Wednesday, January 10, 2007

Possibilities

“Life is an experiment to discover what's possible.”
Margaret J. Wheatley and Myron Kellner-Rogers,A Simpler Way

Scheduling when we do our work can be a challenge for those of us who work at home. At breakfast with a group of writers last week, we talked about the typical advice that we need to write something every day. One woman with young children explained that she has to snatch a few minutes for her writing here and there between her responsibilities to her children.

Another tries (in vain, usually) to schedule an hour or two every day for working on her novel. This is what Barbara Sher, author of Refuse to Choose, calls the school day model. It is well suited to certain types of what she calls scanners: people with restless, curious minds who want to do many things instead of focusing on just one.

In the school day model, you arrange your day like a day in high school, moving from one activity to another every hour or two. She even suggests setting a timer to remind you when it is time to move on to the next thing.

The physician model is another scanner-friendly schedule, and one that I prefer. Sher explains, “a physician might see patients on Monday and Tuesday, go into the hospital on Wednesday and Thursday, attend conferences a few times a month, and take 2 weeks in the winter to go with Doctors without Borders to Nepal to perform hundreds of cataract operations.”

I haven’t been to Nepal lately (well, ever) but I do tend to focus on one thing for a day or two at a time. Today, for example, I will spend the day grading papers and preparing for the class I teach tonight. The next two days I can work on course outlines and workbooks for my seminars. Saturday is the day I spend with my parents and Sunday is for church activities. Since I always have a variety of activities, even on days with one major focal point, my schedule is really a hybrid of these two life design models.
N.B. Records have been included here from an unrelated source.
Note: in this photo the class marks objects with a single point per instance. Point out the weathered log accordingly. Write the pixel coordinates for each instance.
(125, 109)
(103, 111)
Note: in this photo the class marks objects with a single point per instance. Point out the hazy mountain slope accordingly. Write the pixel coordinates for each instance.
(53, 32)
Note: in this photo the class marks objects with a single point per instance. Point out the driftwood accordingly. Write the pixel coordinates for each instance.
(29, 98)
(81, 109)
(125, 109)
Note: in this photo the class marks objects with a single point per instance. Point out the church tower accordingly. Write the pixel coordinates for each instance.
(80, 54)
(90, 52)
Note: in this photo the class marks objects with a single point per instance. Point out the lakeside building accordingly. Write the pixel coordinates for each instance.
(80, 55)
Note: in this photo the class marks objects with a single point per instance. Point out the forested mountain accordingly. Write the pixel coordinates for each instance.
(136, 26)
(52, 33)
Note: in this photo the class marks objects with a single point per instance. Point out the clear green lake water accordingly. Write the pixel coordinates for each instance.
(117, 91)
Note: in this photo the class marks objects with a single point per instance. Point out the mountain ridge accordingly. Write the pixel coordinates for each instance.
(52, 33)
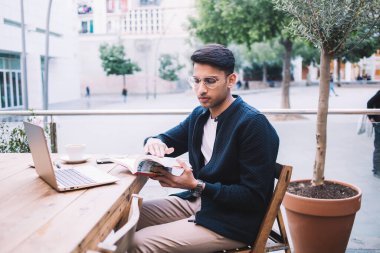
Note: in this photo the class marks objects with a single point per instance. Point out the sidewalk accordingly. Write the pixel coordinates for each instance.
(349, 156)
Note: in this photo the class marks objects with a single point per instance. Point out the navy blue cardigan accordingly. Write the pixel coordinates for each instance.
(239, 177)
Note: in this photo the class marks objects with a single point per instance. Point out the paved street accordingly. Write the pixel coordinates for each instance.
(349, 156)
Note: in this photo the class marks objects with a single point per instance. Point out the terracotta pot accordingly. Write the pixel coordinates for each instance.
(321, 225)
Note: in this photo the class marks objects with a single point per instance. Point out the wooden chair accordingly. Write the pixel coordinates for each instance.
(269, 240)
(120, 240)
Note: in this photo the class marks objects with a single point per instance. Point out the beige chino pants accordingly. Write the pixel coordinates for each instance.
(164, 226)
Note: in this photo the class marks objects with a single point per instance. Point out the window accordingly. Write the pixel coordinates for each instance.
(91, 26)
(10, 81)
(110, 6)
(84, 27)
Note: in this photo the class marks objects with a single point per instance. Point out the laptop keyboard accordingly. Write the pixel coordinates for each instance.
(71, 177)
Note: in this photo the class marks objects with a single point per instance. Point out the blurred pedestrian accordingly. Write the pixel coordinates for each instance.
(238, 84)
(332, 85)
(373, 103)
(246, 85)
(125, 94)
(87, 91)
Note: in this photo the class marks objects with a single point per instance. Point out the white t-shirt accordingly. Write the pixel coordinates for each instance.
(208, 139)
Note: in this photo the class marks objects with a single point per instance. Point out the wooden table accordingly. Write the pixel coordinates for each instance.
(36, 218)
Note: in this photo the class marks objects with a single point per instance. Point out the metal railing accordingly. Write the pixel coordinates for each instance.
(140, 112)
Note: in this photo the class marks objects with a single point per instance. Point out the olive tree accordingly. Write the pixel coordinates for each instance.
(114, 61)
(327, 24)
Kristi, a dhoula, describes her aunt, who schedules her housework to do one major task per day. Every Monday she cleans her floors, Tuesday is laundry day, etc. Kristi thinks this is a perfect schedule, but can’t make it work for her because she may spend 36 hours with a patient, then sleep for a whole day. The point is that we all have to find what works for us. It doesn’t help to try to force ourselves into a preconceived schedule, no matter how well it might work for someone else.

Sher’s book describes many other life design models and stories of people who use them. They will open up your thinking about what is possible.